GAUCHER’ DISEASE AND NIEMANN-PICK DISEASE
Gaucher’ disease is not a tumor but a metabolic disorder characterized by the abnormal deposition of cerebrosides in the reticuloendothelial cells of the spleen, liver, and bone marrow. These develop a characteristic histologic appearance and are known as Gaucher’ cells. A very large spleen and a moderately enlarged liver are clinical features of this disease, and roentgenographic evidence, particularly of the splenomegaly, is present.
There is a wide spectrum of radiographic findings in Gaucher’ disease.19,25 Infiltration of the bone marrow by these cells may lead to patchy areas of cortical destruction similar to those seen in myeloma. In some cases, there is only a rather generalized demineralization (Fig. 7-15A). If the disease has existed for some time, expansion of the lower end of the femur may occur, resulting in the “Erlenmeyer flask” appearance (Fig. 7-15B). This is suggestive but not diagnostic of Gaucher’ disease.

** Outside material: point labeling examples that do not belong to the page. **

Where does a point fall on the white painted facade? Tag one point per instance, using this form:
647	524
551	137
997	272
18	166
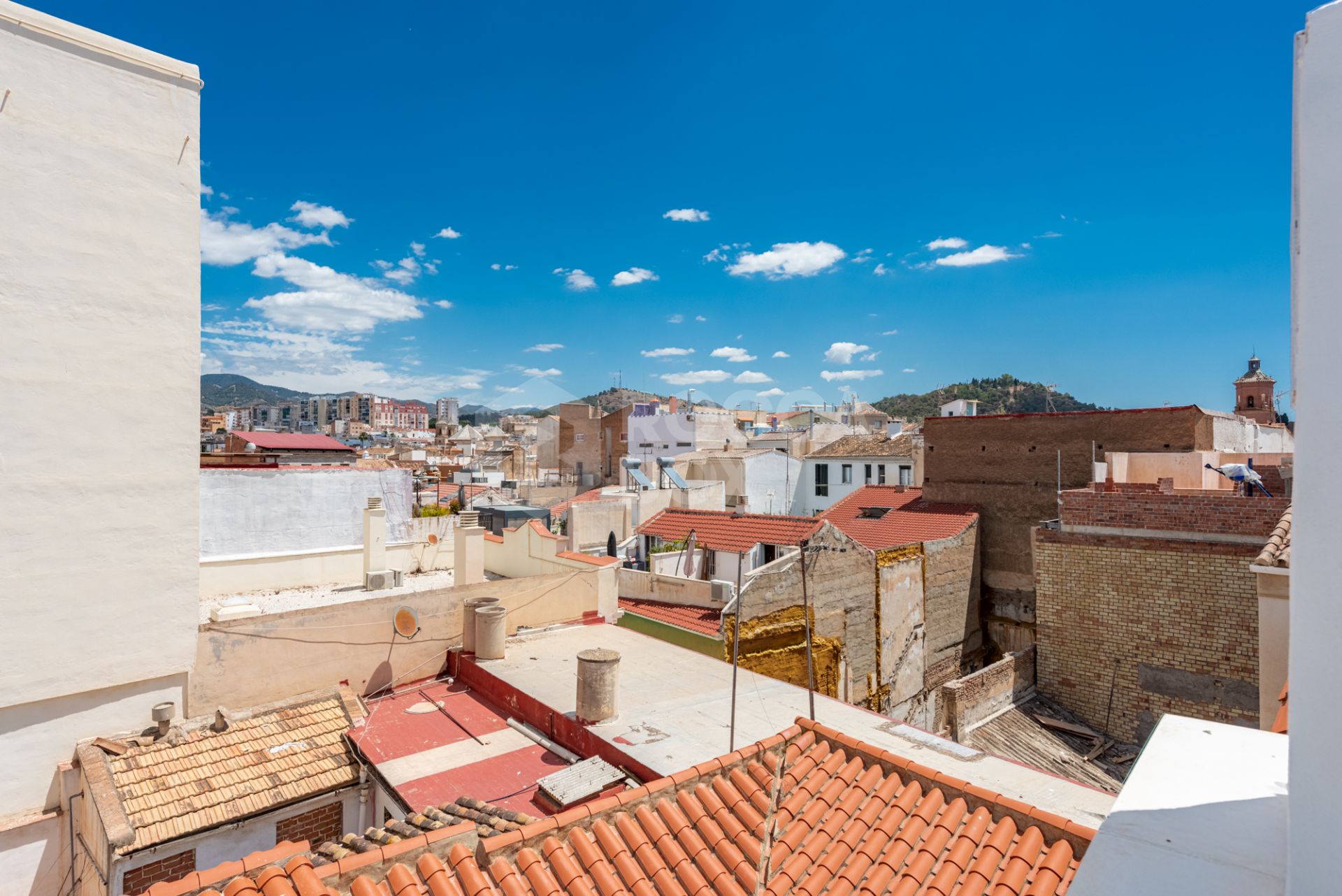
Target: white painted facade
100	283
1315	561
846	475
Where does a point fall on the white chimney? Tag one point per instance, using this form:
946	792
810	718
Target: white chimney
375	535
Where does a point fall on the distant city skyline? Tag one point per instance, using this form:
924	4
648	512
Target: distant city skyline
443	203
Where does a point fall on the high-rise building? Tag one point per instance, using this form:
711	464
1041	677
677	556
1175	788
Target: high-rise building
449	411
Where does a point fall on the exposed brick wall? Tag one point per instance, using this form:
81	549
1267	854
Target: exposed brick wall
175	867
1008	467
1160	507
1174	626
316	825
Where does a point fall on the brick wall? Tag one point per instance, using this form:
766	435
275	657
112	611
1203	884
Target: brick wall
1171	626
967	702
316	825
175	867
1160	507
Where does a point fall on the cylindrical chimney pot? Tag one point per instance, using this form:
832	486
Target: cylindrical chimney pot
490	630
599	686
469	620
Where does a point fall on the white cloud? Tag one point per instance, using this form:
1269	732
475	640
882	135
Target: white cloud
830	376
577	280
843	352
317	363
983	255
686	215
665	353
404	273
695	377
224	243
946	243
788	259
315	215
326	299
733	354
633	275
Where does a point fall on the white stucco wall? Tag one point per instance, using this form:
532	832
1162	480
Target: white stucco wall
100	289
264	512
1315	563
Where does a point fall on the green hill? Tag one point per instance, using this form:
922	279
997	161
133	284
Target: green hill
996	395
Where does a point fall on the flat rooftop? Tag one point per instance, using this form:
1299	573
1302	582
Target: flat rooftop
674	710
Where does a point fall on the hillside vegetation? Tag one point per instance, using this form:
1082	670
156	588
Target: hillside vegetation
996	395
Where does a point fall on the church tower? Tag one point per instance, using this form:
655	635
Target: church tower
1254	395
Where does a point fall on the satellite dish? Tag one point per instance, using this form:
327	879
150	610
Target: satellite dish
405	621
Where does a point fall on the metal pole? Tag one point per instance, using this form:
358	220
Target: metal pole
805	611
736	653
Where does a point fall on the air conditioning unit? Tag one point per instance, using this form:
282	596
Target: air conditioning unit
377	580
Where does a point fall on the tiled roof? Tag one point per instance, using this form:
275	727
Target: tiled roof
808	812
910	519
722	530
875	446
1278	549
695	619
291	442
171	789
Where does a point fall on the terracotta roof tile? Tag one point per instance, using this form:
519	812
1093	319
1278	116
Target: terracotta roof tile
1278	549
840	818
695	619
726	531
907	519
211	779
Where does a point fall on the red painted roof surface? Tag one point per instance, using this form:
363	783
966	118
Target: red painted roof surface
726	531
557	510
844	818
291	442
909	521
695	619
455	767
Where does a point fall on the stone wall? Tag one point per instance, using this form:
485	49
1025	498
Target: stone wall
1168	626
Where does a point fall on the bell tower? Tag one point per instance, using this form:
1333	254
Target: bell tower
1254	395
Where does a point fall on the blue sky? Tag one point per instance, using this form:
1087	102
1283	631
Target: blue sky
1110	185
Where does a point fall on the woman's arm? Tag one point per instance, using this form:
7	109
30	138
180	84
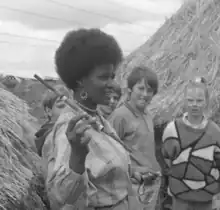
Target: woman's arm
170	146
66	179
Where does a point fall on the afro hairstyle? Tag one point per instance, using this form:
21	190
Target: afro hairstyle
83	50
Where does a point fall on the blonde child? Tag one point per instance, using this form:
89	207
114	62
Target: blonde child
191	147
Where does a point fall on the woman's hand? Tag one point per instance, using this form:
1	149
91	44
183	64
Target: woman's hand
77	135
79	138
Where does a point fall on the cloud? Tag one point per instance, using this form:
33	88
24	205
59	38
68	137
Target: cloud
23	56
70	13
131	37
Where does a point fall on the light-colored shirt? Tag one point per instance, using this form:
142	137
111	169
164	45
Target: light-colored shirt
106	180
137	131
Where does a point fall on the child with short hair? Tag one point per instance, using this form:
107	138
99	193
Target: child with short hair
191	147
53	106
115	95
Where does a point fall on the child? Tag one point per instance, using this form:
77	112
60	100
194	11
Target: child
134	124
114	98
53	105
191	147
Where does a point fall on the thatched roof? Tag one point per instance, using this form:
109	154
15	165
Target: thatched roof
187	44
20	167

Involvement of the vertebrae may lead to collapse of one or more vertebral bodies, which on occasion may be markedly compressed, thin, and wafer-like, as in vertebra plana. In the long bones, there may be numerous sharply circumscribed osteolytic defects resembling to some extent the lesions of metastatic carcinoma or multiple myeloma. The cortex is thinned and scalloped internally, and there may be periosteal new-bone formation over the involved area. Pathologic fractures of the femoral neck may occur (Fig. 7-16).
Occasionally, sclerotic areas are present. The skull and bones of the hands and feet are rarely affected.

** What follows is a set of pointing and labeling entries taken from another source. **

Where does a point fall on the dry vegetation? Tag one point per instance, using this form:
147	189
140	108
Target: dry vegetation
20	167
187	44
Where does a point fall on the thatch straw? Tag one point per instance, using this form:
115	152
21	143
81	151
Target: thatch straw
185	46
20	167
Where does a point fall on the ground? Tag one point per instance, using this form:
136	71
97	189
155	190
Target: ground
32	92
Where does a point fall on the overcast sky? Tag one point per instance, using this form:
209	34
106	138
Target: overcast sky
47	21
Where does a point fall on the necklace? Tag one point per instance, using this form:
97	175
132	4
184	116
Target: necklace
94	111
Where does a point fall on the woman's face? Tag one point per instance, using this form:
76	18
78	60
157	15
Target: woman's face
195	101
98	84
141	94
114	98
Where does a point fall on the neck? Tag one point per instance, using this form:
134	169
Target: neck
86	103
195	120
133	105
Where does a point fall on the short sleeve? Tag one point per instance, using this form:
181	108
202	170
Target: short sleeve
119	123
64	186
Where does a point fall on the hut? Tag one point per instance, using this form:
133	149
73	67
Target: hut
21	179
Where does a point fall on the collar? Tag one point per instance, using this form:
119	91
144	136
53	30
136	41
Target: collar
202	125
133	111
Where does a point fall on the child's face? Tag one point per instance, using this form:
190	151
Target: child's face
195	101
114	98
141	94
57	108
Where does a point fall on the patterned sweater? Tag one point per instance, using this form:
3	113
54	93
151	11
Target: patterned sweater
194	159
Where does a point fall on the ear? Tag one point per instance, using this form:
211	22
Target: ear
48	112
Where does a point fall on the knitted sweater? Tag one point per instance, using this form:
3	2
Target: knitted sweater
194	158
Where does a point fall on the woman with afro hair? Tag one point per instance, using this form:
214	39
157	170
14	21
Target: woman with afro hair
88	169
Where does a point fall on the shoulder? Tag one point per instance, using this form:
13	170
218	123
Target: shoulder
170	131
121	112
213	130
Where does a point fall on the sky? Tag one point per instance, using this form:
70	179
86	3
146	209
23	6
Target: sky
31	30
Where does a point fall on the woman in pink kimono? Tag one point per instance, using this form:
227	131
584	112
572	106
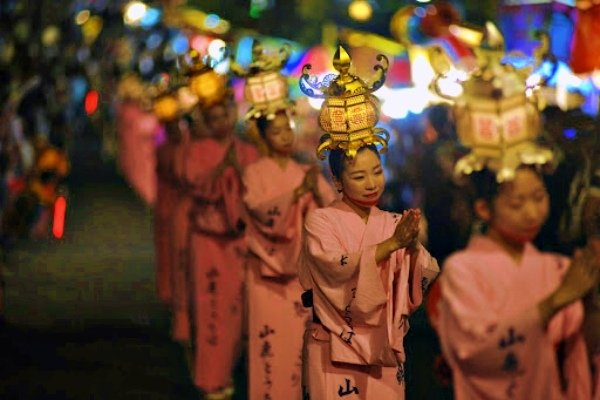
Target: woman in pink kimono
213	171
279	193
137	130
179	243
166	198
509	316
366	272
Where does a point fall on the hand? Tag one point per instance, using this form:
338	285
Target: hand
580	278
309	184
230	160
407	230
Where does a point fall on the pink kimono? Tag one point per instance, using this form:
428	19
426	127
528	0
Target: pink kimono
354	347
179	235
166	198
136	132
490	329
274	237
217	255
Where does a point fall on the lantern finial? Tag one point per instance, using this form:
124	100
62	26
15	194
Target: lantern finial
494	116
266	88
350	110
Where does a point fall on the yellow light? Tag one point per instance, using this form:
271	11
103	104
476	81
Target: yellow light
82	16
360	10
134	12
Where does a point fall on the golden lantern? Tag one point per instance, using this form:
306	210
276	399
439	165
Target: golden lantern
166	107
350	110
266	88
494	116
165	104
203	81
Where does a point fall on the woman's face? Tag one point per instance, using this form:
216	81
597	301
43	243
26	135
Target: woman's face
520	209
280	136
362	179
219	121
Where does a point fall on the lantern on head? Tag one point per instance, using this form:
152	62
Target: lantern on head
208	86
494	116
266	88
350	110
165	104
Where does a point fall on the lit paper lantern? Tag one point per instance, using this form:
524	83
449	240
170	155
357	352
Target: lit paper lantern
266	89
204	82
494	116
350	110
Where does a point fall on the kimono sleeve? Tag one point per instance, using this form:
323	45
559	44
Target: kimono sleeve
424	270
334	268
267	210
471	334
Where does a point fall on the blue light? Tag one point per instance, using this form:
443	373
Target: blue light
180	44
153	41
570	133
244	51
151	18
212	21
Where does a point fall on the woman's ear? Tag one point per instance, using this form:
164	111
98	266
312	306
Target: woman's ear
482	210
338	184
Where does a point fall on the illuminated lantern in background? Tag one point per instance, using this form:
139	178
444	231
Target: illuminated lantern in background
91	102
350	112
166	107
494	116
58	221
266	89
208	86
165	104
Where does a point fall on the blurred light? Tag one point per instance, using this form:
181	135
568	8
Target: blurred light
169	54
216	49
223	27
212	21
394	104
150	18
60	211
50	35
92	99
134	12
91	29
420	68
570	133
222	68
420	12
200	43
360	10
315	103
83	54
153	41
244	50
82	16
180	44
146	64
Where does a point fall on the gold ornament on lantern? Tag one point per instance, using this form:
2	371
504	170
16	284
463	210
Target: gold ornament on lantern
494	116
208	86
164	93
266	88
350	110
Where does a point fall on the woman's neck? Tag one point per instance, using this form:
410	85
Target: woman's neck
280	159
362	211
514	249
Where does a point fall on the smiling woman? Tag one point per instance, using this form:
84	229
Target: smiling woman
362	268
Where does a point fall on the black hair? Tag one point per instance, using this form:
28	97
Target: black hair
484	186
262	123
338	156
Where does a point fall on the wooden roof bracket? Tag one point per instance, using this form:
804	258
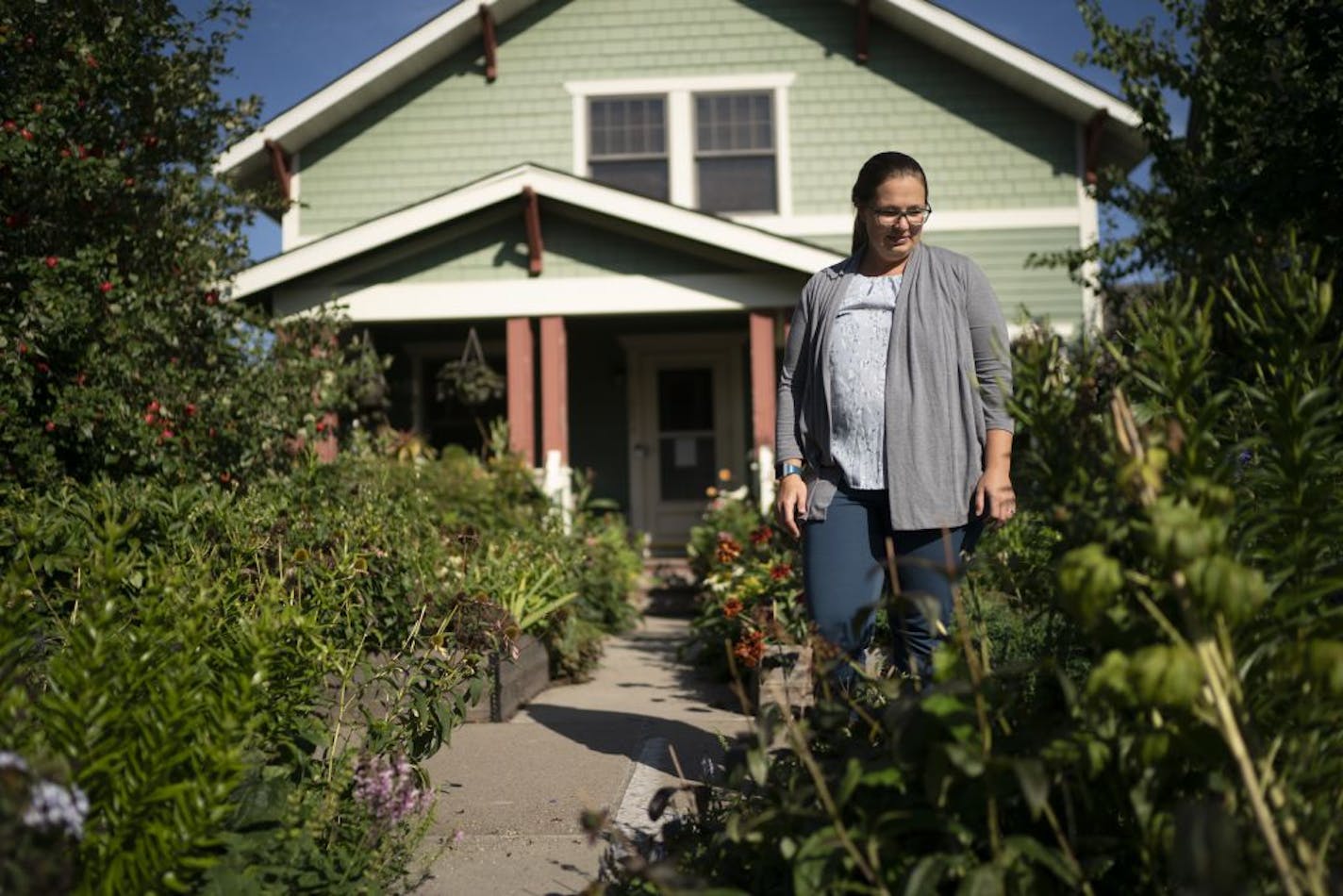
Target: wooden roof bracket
532	217
1095	128
490	43
279	164
864	30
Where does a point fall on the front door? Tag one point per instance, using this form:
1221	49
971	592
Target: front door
685	426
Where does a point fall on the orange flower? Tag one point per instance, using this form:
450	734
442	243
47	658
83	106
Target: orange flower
762	535
728	548
750	649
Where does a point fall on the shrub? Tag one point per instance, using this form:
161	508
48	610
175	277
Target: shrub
221	668
1185	739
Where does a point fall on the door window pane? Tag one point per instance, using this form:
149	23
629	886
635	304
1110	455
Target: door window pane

Occasionally, sclerotic areas are present. The skull and bones of the hands and feet are rarely affected.
Infiltration of the bone marrow may compress and compromise the arterial supply to the end of a long bone, resulting in avascular necrosis. This is most commonly encountered in the head of the femur (see Fig. 7-16) and in the humerus. The radiographic features of avascular necrosis are described later. The extent of bone marrow involvement may be assessed by technetium-99m sulfur colloid (99mTc-SC) bone marrow scanning.13
Niemann-Pick disease is apparently a very rare variant of Gaucher’ disease occurring in families of whom about 50% are Jewish. It, too, is a form of lipid reticulosis, the lipid at fault being sphingomyelin. The effect on the bones is similar to that of Gaucher’ disease, but it occurs in infants (younger than 18 months of age) and is usually fatal within a year of onset.
HYPERLIPOPROTEINEMIAS
Primary familial hyperlipoproteinemias are a group of heritable diseases associated with an increase in plasma concentrations of cholesterol or triglycerides. They are subdivided into five major types, I through V, according to the plasma lipoprotein pattern.

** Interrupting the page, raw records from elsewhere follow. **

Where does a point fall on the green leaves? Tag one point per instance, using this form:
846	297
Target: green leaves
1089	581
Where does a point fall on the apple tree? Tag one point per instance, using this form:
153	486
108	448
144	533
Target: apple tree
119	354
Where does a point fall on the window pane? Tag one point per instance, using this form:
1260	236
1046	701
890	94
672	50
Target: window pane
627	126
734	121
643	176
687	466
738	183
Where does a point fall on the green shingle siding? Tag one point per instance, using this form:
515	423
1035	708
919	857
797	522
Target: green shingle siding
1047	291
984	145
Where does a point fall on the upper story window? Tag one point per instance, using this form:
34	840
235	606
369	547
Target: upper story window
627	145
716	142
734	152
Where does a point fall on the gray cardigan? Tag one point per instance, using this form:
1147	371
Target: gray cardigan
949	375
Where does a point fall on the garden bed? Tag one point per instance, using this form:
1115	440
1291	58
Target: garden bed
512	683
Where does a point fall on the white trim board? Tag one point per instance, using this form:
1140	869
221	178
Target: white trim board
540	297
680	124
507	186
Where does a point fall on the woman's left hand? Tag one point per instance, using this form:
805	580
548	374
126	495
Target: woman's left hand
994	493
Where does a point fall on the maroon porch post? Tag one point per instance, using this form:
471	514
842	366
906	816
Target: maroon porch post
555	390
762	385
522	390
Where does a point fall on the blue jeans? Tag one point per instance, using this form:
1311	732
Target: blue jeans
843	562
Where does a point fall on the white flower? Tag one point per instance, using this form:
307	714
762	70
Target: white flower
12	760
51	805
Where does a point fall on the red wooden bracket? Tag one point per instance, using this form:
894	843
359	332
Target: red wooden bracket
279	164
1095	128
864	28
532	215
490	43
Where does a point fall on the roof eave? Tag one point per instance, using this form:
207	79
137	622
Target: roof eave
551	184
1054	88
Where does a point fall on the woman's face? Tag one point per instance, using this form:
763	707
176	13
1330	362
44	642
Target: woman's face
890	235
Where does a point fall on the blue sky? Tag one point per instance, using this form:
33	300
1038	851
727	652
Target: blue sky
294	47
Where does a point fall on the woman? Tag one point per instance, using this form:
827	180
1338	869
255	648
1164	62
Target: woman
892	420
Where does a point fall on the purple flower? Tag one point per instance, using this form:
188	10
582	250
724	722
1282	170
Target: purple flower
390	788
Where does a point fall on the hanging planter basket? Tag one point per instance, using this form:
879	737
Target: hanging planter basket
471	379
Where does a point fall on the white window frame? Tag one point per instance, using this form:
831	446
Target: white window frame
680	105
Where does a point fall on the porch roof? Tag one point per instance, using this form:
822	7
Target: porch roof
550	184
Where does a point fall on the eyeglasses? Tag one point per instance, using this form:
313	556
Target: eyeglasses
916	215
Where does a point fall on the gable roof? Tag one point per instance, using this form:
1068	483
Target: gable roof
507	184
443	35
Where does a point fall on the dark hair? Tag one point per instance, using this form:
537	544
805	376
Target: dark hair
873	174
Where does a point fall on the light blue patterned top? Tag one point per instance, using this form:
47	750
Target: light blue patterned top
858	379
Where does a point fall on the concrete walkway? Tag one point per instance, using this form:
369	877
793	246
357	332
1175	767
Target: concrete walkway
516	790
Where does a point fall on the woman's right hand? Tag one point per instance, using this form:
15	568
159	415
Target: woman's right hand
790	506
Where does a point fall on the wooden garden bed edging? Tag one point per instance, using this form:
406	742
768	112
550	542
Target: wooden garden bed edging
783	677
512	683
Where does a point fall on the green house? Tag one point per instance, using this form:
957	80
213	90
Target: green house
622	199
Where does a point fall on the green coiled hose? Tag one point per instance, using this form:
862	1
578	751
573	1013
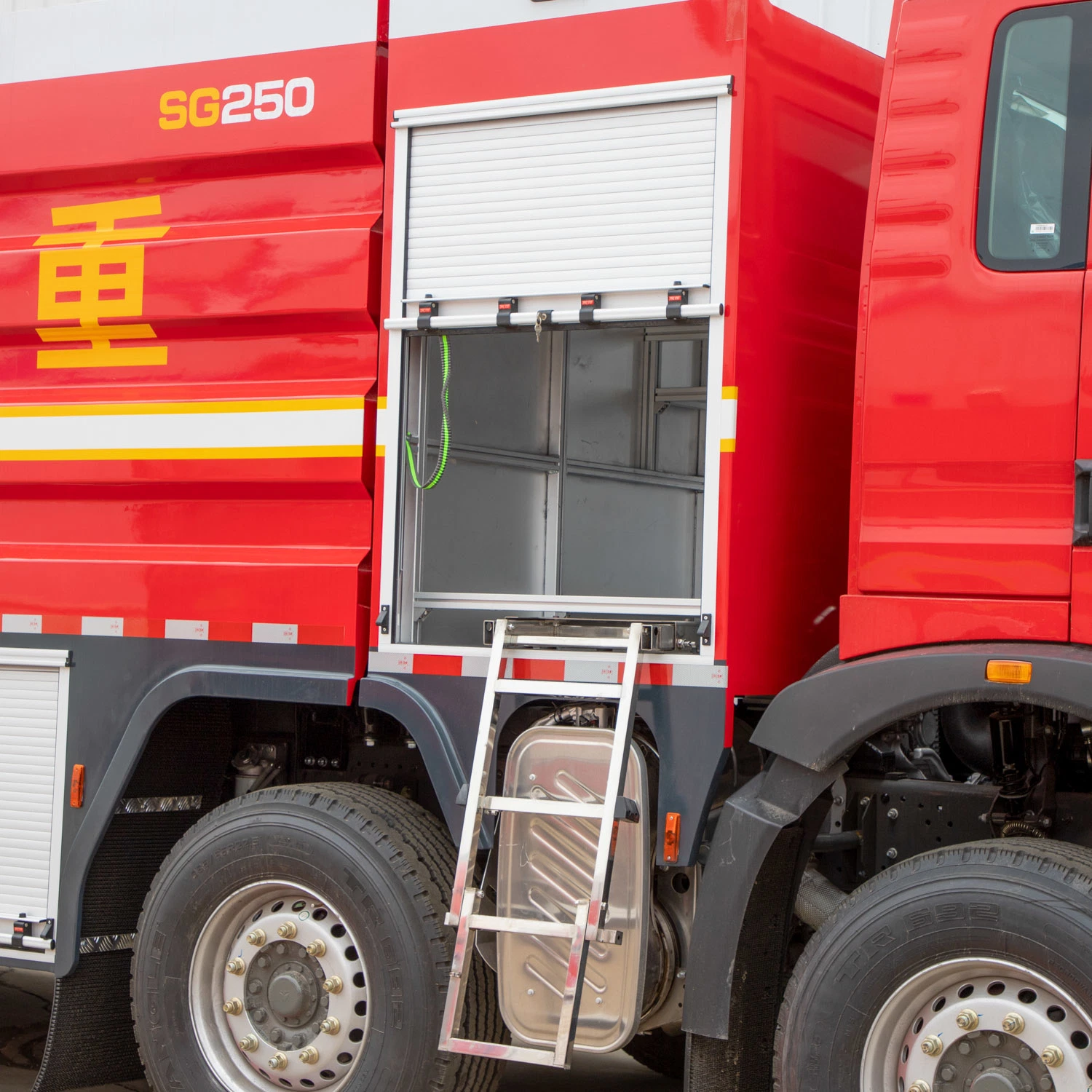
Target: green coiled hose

Xanthomas may be apparent in all five types. Localized deposits occur in the tendons of the palm and dorsum of the hand, patellar tendon, Achilles tendon, plantar aponeurosis, and peroneal tendons; around the elbow; and in the fascia and periosteum overlying the lower tibia. Tendinous xanthomas produce nodular masses in tendons (Fig. 7-17) that are characteristic of this disorder. They rarely calcify. Subperiosteal xanthomas are associated with scalloping of the external cortical surface. Intramedullary lipid depositions are well defined, with sharp zones of transition between abnormal and normal bone. In the hands and feet, they may have a symmetrical distribution.